I don't know why some people have this assumption that if people disagree with you about the Constitution, they must not like the Constituion. Chidem Kurdas, of ThinkMarkets, considers people who question her brand of originalism "Constitution Bashers", although she doesn't even manage to successfully articulate their argument.
At issue is her allegation that a lot of people who don't think like her think the Constitution is out-dated because technology has changed. She even cites an example, but apparently misses the point. The argument usually goes that technology has changed since 1787, but human nature hasn't. Originalists can't look for what the founders would have said about things like the internet or airplanes or space flight. They have to reason from analogs and simply infer what the Constitution says about the proper relation of the government to the people. That's usually the technology argument you hear (and that's what her citation seemed to be saying), not "well we have the internet now so the Constitution is an anachronism".
She also gets upset over the notion that people would find the Tea Party push to have the Constitution read "comical". She writes: "I’m not sure why reading the Constitution is considered comical, but I suppose this is because the document is seen as fuddy-duddy." I don't know how you could have a bigger tin ear on the question! It's not that critics had anything against the Constitution! They had a problem with Tea Partiers using it for political theater. It wasn't the end of the world or anything, but I didn't appreciate the Constitution being used as a prop either. Why is it so hard for Kurdas to see this?

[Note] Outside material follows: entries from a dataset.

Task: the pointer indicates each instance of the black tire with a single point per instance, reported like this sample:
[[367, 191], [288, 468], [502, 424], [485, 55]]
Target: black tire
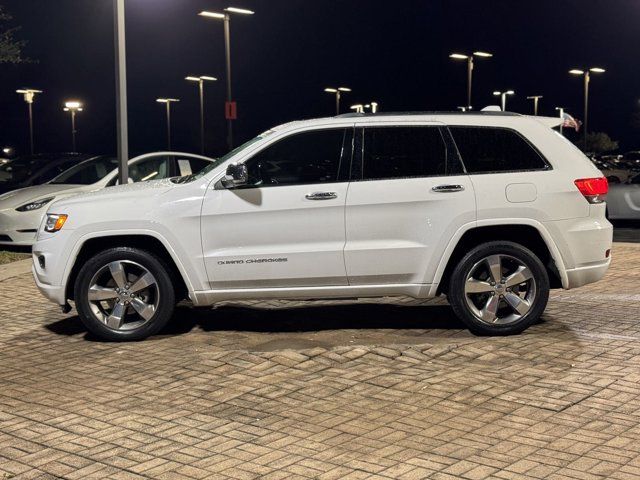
[[162, 291], [473, 262]]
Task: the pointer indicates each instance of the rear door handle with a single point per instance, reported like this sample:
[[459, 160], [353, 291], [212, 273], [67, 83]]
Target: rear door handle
[[447, 188], [321, 196]]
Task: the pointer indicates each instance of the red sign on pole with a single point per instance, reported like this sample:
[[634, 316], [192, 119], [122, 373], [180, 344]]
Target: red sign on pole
[[230, 111]]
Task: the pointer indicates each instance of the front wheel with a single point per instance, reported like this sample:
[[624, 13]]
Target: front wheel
[[124, 294], [499, 288]]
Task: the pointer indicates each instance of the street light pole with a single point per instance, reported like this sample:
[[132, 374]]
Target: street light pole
[[470, 66], [226, 18], [168, 102], [122, 127], [587, 79], [73, 107], [338, 93], [201, 81], [560, 110], [227, 53], [29, 94], [535, 99], [503, 98]]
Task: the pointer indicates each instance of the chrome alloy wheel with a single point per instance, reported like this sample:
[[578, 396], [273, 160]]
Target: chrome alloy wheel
[[500, 290], [123, 295]]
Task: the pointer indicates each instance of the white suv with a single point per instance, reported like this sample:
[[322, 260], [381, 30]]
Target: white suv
[[491, 209]]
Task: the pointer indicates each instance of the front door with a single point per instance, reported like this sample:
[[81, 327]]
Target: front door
[[407, 200], [286, 228]]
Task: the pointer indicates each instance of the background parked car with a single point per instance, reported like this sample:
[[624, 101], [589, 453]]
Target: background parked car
[[616, 168], [21, 211], [37, 169], [623, 200]]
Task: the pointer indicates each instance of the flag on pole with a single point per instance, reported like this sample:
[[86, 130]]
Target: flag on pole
[[569, 122]]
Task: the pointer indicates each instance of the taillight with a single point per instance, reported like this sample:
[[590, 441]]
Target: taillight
[[594, 189]]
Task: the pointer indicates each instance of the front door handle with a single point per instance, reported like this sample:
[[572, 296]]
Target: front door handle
[[321, 196], [447, 188]]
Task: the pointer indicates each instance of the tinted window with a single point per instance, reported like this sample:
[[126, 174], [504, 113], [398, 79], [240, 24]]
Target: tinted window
[[485, 149], [190, 166], [400, 152], [310, 157], [154, 168]]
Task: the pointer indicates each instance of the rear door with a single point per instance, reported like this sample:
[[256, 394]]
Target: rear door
[[408, 196]]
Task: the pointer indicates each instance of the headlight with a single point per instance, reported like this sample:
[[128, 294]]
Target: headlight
[[54, 222], [35, 205]]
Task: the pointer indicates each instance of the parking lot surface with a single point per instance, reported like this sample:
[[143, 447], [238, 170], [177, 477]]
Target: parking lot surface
[[332, 391]]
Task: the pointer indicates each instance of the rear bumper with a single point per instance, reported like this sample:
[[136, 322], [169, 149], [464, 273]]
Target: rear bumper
[[583, 244], [577, 277]]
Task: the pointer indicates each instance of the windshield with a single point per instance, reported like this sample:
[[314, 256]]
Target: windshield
[[221, 160], [87, 173]]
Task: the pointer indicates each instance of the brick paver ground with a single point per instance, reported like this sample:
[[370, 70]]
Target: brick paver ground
[[348, 391]]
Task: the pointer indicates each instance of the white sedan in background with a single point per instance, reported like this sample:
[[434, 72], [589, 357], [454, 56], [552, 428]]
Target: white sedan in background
[[21, 211]]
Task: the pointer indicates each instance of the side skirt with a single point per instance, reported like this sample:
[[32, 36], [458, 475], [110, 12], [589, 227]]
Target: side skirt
[[210, 297]]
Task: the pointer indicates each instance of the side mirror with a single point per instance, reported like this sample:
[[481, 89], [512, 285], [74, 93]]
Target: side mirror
[[236, 176]]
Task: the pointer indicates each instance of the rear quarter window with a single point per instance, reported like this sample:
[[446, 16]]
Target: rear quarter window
[[491, 149]]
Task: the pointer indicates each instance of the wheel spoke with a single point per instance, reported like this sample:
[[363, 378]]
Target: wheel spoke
[[490, 310], [145, 310], [477, 286], [518, 304], [143, 282], [117, 316], [97, 293], [521, 275], [118, 273], [494, 262]]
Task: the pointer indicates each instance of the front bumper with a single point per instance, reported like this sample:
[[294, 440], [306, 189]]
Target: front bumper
[[19, 229], [55, 293]]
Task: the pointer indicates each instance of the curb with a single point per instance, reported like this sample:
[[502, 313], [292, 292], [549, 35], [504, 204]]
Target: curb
[[15, 269]]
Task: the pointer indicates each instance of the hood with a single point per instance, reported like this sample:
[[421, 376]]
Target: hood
[[132, 191], [22, 196]]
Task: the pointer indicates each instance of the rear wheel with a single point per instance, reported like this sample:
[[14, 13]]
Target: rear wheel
[[124, 294], [499, 288]]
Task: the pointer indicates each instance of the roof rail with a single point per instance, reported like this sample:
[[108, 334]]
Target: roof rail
[[389, 114]]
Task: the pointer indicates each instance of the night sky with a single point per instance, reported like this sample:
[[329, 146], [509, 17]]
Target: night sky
[[391, 51]]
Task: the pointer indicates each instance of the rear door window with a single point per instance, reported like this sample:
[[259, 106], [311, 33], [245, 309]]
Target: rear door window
[[403, 152], [489, 149]]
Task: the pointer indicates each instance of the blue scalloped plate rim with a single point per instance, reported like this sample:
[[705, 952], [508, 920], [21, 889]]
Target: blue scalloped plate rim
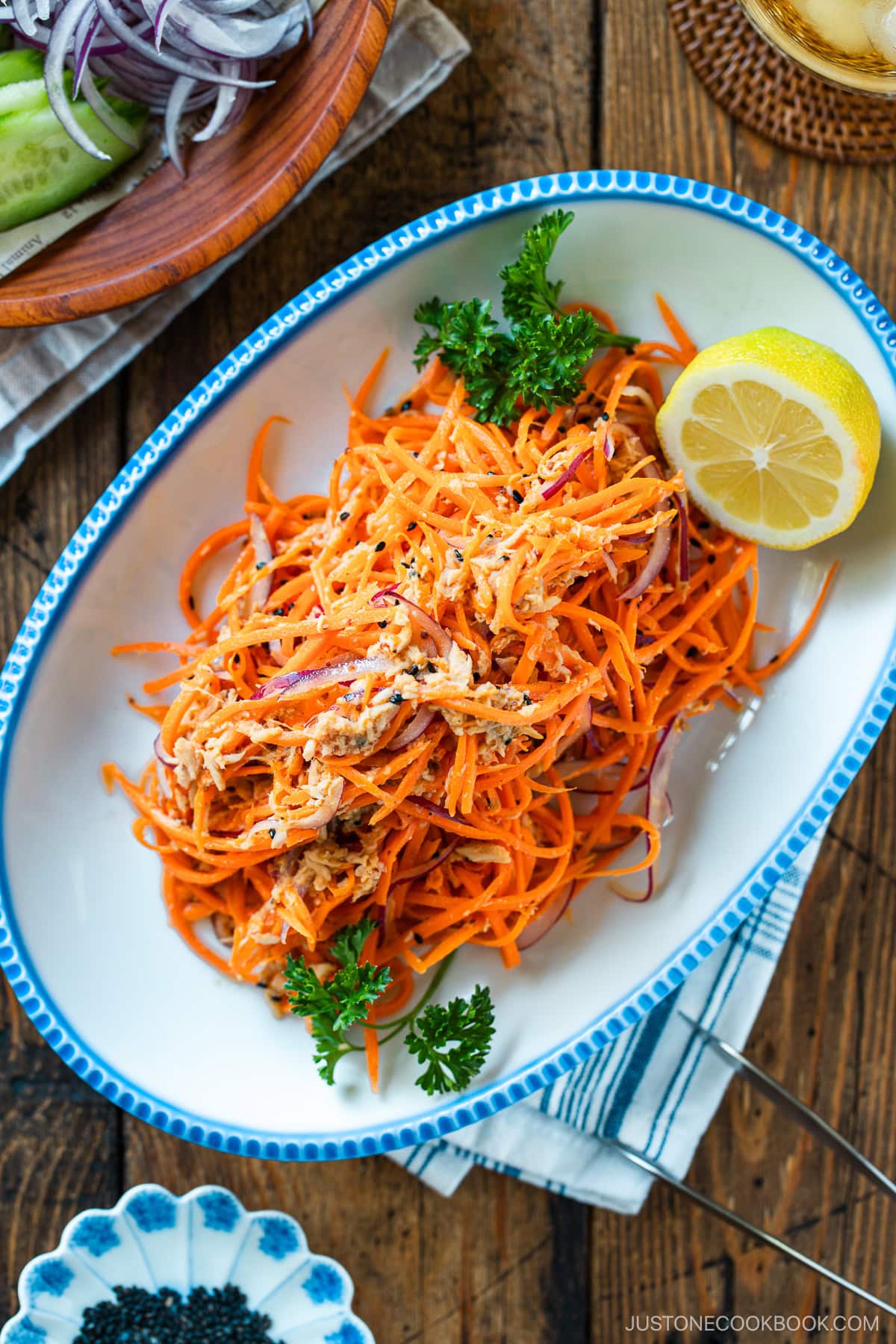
[[173, 433], [147, 1213]]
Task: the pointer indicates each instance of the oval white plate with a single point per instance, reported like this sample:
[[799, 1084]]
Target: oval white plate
[[203, 1239], [85, 941]]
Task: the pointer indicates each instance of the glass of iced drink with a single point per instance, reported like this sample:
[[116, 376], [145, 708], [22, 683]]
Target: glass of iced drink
[[848, 42]]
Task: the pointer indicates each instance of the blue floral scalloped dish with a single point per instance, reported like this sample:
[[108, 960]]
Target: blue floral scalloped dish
[[203, 1239]]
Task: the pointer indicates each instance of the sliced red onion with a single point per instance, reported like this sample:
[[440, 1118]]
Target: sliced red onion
[[657, 806], [260, 591], [107, 114], [122, 30], [426, 623], [161, 754], [23, 18], [550, 491], [543, 924], [63, 31], [684, 559], [415, 729], [223, 108], [317, 679]]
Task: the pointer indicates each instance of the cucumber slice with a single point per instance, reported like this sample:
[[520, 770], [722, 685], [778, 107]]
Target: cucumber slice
[[23, 96], [16, 66], [40, 168]]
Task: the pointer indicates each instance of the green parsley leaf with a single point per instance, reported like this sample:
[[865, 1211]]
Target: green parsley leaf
[[527, 289], [340, 1001], [541, 361], [453, 1042]]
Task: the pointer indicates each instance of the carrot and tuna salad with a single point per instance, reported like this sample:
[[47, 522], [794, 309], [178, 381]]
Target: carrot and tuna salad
[[428, 709]]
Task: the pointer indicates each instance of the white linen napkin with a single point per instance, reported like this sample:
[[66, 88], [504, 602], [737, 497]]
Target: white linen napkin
[[656, 1088], [46, 371]]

What's most ironic is that she goes on to talk about the amendment process, suggesting that if we "non-originalists"* don't like what's in the Constitution and think it's old-fashioned we can amend it. I could say the same of Kurdas! All the things that the Tea Party complains about are derived directly from the enumerated powers - many from the general welfare clause and the necessary and proper clause. A few from the commerce clause, but as I've shared in the past I don't think the commerce clause legitimates as much as it is claimed to. The Constitution was intended as a republican, classical liberal document but it was never intended to be a libertarian document. Many libertarians remark on this. You can't say you agree with the Constitution one day, conveniently ignoring all the non-libertarian passages, and then deny that Congress has its enumerated powers the next. Kurdas's arguments on technology and how old-fashioned the Constitution is are red herrings. If she has a problem with the plain words of the Constitution and the bulk of constitutional jurisprudence, and if she wishes the neo-mercantilist liberal founders had written a more libertarian document, then she's welcome to agitate for amendments.
Until then, I'd prefer not to be called a Constitution basher.
* I hate this term, because I consider myself an originalist. I don't think the founders originally intended a lot of what they wrote to be read the way the likes of Churdas, Scalia, and Thomas read it.